But what would be considered, no one heard, for the Empress had been interrupted. One of the Imperial Guard, a large, burly grarrl thundered into the Court, panting somewhat. He held a small, green, struggling Lutari by the scruff of his neck who, in turn, held a golden goblet, no doubt from the palace kitchens.
“Caught in the act,” he boomed triumphantly soon after bobbing out of a hasty bow. “This li’l un was stealin’, yes he was.”
The Empress’s gaze swung from the wriggling child, to the farmer, and then back again. Her eyes narrowed beneath her mask. “Is this child yours?”
The farmer swallowed. “Yes, your Highness. This is Hal.”
“Why did you steal from me, Hal?” asked the Empress.
The child didn’t reply. He seemed to have been struck dumb by Empress Siph’s angry glare.
“I’ll tell you why,” Crone broke in suddenly, with her rasping voice. “They’re all part of this, all of them. This was but a display, a distraction which would keep us busy while this little fellow stole something worth more than the village he belongs to.”

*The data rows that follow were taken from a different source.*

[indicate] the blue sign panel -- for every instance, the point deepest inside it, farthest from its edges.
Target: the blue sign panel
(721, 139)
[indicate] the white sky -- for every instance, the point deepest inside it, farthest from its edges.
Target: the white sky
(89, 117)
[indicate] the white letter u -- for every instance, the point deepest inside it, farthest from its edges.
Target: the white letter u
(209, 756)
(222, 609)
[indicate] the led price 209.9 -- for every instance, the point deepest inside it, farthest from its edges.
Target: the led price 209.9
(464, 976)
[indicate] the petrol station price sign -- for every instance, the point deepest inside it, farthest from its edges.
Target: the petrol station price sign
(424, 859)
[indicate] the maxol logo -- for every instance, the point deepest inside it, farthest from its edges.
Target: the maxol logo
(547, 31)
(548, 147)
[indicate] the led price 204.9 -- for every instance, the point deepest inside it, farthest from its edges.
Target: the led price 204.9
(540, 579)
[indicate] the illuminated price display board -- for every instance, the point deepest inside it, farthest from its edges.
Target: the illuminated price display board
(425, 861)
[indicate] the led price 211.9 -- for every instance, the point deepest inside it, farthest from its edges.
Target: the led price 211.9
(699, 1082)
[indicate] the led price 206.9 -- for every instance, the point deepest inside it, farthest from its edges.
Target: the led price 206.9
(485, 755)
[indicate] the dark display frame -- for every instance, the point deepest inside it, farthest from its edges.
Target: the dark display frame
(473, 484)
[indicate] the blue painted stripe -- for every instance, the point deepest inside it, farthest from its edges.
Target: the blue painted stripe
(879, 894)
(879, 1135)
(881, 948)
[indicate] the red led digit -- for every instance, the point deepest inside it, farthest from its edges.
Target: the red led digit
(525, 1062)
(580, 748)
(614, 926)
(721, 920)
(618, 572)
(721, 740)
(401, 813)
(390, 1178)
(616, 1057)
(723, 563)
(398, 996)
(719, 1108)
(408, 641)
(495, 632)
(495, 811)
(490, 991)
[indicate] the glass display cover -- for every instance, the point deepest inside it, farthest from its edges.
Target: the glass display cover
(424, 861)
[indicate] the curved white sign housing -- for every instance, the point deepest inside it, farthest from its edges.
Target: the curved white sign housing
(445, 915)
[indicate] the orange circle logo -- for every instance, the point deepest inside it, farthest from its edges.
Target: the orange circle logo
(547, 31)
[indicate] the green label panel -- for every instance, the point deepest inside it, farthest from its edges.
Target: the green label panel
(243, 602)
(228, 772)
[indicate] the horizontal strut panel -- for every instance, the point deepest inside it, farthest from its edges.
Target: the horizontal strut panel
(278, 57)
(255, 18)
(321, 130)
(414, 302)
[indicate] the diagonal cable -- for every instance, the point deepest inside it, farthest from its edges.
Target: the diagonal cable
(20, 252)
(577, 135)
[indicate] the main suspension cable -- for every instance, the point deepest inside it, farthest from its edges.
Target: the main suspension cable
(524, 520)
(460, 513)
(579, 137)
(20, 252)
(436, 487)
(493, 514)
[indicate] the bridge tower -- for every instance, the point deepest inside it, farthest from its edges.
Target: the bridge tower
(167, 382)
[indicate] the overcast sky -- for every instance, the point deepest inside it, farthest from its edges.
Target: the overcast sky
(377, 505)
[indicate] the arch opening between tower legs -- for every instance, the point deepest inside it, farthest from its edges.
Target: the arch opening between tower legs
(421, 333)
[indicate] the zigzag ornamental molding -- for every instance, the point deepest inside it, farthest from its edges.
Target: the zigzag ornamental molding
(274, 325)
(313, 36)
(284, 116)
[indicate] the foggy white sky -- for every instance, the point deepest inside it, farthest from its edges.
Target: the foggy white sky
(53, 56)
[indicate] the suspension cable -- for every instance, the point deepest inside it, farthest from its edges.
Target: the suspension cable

The colour drained from each of the Lutaris’ faces.
“Is that so?” said the Empress, her voice becoming more menacing by the word. “Well then, that’s that. Guards, lock them up. And have their properties taken away. Next!”
“No...” The farmer made a feeble attempt at negating the Empress’s wrath.
Several armed guards appeared out of nowhere and whisked the sobbing family away. Even though Crone had seen this happen many, many times, the speed with which it all happened still astonished her.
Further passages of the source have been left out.